El anexo D ha sido discutido hasta el cansancio. El anexo F, muy apenas. Al escribir estas líneas, me entero que se ha desistido de considerar “secretos profesionales no divulgables”, los criterios utilizados y plasmados en el anexo F de cada contrato. Esa pintoresca calificación de “secreto no divulgable”, que fue esgrimida por las autoridades de YPFB, suena más a no haber entendido lo que los asesores extranjeros elaboraron y les dejaron.
El anexo G podría dar mucho que discutir porque cumpliendo el DS 28701 se realizaron auditorías de todos los campos o áreas bajo contrato, justamente para establecer los montos invertidos y no depreciados. Los resultados de las auditorías que se adelantan en la prensa son preocupantes. Se menciona que existen compañías que han inflado costos y/o deben al Estado centenas de millones de dólares. Esas diferencias, si son reales, dejarían las siguientes alternativas: esas empresas son verdaderas delincuentes o las auditorías son incompetentes. Afortunadamente, los contratos prevén que en 20 días después de su protocolización, la empresa y YPFB “de buena fe y en forma amigable”, resolverán las diferencias.
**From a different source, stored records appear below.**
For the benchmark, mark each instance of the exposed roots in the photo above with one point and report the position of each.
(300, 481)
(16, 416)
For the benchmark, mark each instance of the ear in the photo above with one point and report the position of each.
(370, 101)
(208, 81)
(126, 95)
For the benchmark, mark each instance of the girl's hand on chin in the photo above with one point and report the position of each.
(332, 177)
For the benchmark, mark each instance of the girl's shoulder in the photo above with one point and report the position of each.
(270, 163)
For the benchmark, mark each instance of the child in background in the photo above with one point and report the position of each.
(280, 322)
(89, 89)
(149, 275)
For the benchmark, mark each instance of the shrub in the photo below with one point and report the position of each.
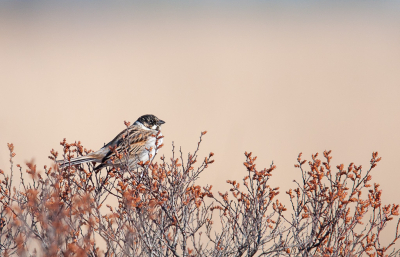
(159, 210)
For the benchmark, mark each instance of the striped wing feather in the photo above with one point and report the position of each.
(134, 136)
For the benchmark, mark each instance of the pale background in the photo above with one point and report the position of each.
(276, 79)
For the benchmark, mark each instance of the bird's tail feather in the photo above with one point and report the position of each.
(77, 160)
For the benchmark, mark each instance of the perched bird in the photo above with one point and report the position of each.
(136, 140)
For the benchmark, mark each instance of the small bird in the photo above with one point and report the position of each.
(138, 141)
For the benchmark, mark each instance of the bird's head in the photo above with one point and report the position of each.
(149, 121)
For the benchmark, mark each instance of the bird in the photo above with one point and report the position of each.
(138, 141)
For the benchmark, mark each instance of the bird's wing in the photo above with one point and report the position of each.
(131, 141)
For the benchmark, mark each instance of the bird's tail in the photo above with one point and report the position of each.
(77, 160)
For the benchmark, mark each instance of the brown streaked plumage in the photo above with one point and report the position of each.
(133, 140)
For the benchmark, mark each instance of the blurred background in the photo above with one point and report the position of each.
(263, 76)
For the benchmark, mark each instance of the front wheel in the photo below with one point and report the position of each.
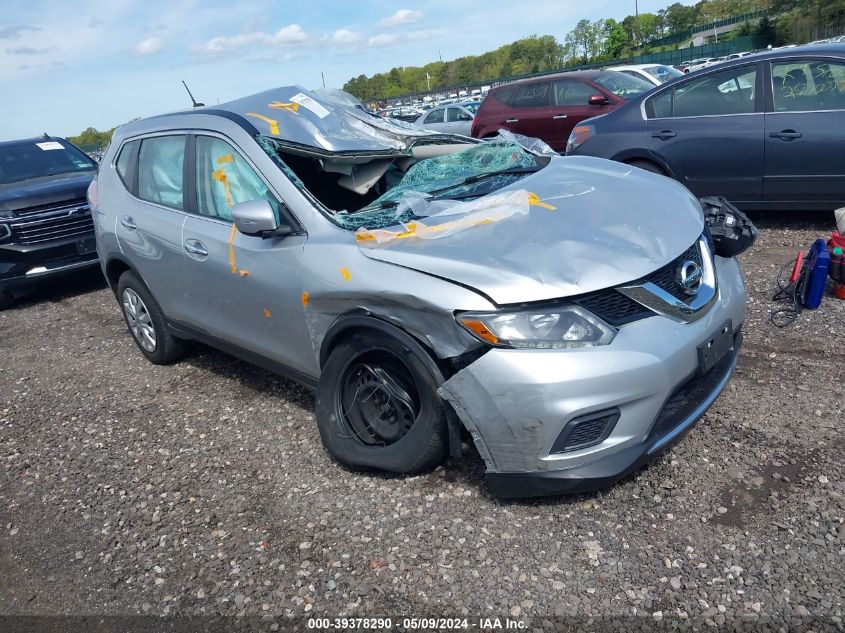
(377, 405)
(146, 322)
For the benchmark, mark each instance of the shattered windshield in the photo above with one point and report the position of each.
(451, 173)
(473, 172)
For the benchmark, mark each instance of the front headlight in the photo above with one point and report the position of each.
(559, 327)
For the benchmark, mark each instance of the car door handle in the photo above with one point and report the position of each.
(785, 135)
(664, 135)
(195, 247)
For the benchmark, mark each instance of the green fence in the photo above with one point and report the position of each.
(670, 58)
(717, 24)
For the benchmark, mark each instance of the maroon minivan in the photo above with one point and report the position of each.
(549, 107)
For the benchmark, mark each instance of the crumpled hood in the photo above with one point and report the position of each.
(49, 190)
(612, 224)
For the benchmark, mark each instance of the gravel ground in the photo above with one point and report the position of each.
(202, 488)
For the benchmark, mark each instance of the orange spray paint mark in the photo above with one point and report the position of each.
(274, 125)
(534, 199)
(220, 176)
(279, 105)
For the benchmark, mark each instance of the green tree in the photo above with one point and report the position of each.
(91, 139)
(616, 39)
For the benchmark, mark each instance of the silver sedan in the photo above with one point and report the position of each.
(452, 119)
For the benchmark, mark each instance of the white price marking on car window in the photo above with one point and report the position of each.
(307, 102)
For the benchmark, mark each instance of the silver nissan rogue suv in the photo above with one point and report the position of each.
(573, 316)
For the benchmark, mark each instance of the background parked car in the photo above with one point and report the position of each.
(451, 119)
(45, 221)
(767, 132)
(656, 74)
(549, 107)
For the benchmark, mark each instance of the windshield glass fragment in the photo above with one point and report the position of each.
(377, 192)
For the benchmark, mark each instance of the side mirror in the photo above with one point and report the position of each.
(256, 217)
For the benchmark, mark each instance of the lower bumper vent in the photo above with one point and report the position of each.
(586, 430)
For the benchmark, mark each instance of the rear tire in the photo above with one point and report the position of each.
(146, 322)
(648, 165)
(377, 405)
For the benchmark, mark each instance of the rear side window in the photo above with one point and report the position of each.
(719, 94)
(435, 116)
(533, 95)
(456, 114)
(161, 163)
(570, 92)
(224, 179)
(804, 86)
(126, 164)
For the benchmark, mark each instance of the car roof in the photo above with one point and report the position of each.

Gran resumen. El Gobierno ha pagado un precio alto por su incompetencia. Tenía los contratos aprobados, pero estaban equivocados. La oposición ha cumplido su deber con gran placer, un festín en el cual, hasta la fecha, devoró la cabeza del presidente de YPFB. Las compañías, que continúan pagando un 32% adicional (Petrobras-Andina-Total), están desesperadas. Todas están muy nerviosas porque van cinco meses de trámite para protocolizar sus contratos. YPFB, probablemente satisfecho, está recibiendo más o menos 32 millones de dólares mensuales sin hacer nada hasta la protocolización.
Ojalá la explicación del anexo F sea satisfactoria y muestre que los intereses nacionales están protegidos. Caso contrario, podría ocasionar una renegociación de contratos.
¿Cuánto tiempo tomaría? No se sabe, pero el soporte en el cual está la industria petrolera desde el 2003 continuaría y ahora el deterioro es más que evidente, cada día importamos más diesel, el jet fuel escasea, la producción de gas no satisface la demanda, la escasez de GLP es crónica, etc., etc.
¿Quién pierde más? Todos.
*Carlos Miranda P. es ingeniero petrolero, fue superintendente de Hidrocarburos.